Несколько секунд он молчал, по инерции жестикулируя – всё медленней и медленней, пока наконец его руки не опустились и не обмякли на коленях. По лицу было видно, как из него рвётся что-то ещё не сказанное и как он пытается и не может найти – сначала правильные слова, а потом хоть какие-нибудь слова, которыми было бы не страшно это сказать.
- Прости меня, Бека… – в конце концов сдался он.
- Щелбан за шведский, – сказала Ребекка по-русски.
- Что? – суетливо переспросил Рогер. – Что ты говоришь, Бека?
- Щелбан за шведский, говорю, – повторила она чуть громче.
Рогер схватился за табуретку, на которой сидел, подтащил себя ближе и, согнувшись, поднёс лоб к руке, лежавшей на простыне. Рука приподнялась и символически щёлкнула его средним пальцем.
- Пап. Скажи мне.

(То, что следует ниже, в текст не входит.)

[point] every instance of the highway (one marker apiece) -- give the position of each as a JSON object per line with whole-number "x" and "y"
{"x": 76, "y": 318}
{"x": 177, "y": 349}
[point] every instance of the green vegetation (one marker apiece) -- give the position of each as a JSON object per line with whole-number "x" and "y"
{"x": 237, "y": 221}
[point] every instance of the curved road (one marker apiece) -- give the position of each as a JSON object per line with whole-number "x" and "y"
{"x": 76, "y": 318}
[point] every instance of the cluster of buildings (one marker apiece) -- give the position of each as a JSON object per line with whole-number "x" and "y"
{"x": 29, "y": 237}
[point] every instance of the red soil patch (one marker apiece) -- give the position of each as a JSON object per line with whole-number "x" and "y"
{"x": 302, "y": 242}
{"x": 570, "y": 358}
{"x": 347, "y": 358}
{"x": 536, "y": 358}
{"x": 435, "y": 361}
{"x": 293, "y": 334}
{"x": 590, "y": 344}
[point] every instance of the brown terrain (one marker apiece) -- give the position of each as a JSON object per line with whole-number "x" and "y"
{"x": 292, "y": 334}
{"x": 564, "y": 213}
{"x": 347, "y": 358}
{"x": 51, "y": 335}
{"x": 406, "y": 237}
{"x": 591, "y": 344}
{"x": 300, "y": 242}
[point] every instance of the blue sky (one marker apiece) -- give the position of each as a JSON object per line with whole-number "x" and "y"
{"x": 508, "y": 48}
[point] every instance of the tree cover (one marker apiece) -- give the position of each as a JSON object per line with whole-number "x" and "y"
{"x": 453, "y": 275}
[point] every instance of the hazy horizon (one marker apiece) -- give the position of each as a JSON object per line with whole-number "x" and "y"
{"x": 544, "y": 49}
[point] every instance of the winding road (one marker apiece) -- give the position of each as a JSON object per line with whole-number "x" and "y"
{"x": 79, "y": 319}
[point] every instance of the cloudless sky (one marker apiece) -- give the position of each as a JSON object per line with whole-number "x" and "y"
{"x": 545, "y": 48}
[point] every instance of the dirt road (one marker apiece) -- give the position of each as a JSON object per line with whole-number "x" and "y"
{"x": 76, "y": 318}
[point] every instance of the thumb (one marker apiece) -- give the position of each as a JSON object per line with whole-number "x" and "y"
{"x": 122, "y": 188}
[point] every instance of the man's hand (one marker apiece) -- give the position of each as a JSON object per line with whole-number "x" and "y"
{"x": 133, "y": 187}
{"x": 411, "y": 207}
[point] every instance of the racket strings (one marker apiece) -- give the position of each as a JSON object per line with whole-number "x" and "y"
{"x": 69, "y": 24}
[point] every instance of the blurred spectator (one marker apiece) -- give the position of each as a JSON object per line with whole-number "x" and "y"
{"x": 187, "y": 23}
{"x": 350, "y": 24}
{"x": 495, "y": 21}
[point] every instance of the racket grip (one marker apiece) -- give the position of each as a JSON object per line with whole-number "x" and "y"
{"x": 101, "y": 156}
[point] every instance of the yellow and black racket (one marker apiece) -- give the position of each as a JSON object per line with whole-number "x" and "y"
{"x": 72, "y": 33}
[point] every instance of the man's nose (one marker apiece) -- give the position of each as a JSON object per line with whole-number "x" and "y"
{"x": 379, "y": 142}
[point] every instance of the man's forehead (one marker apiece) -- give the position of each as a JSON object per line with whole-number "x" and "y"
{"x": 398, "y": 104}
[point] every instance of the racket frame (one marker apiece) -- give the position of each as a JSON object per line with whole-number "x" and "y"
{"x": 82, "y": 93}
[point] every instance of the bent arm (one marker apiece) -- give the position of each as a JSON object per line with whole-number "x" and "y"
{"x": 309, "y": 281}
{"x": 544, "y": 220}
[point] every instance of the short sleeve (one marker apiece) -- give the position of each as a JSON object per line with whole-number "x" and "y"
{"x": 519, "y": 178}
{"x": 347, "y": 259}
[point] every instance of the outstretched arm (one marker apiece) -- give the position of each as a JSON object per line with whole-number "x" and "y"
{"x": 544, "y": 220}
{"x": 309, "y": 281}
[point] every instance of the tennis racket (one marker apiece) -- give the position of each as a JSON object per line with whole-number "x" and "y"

Честно.
- Да?
Он резко выпрямился – так, что очки, и без того еле державшиеся, слетели на пол.
- Скажи мне, – снова начала Ребекка, когда очки вернулись на переносицу. – Ты. Лично ты. Ты хотел бы жить в другом месте? Не в Кёнигсберге?
- Нет.
- Нет… А кто тебе сказал, что я этого хочу?
Рогер виновато захлопал ресницами. Начал выстраивать в уме какие-то ненужные оправдания. Но так ничего и не сказал. Он опасался, что стоит ему теперь открыть рот, как он разревётся от стыда и захихикает от радости. Одновременно.
- Какой ты, папа, дурак иногда, – Ребекка улыбнулась самым кончиком губ. – И монологи у тебя дурацкие.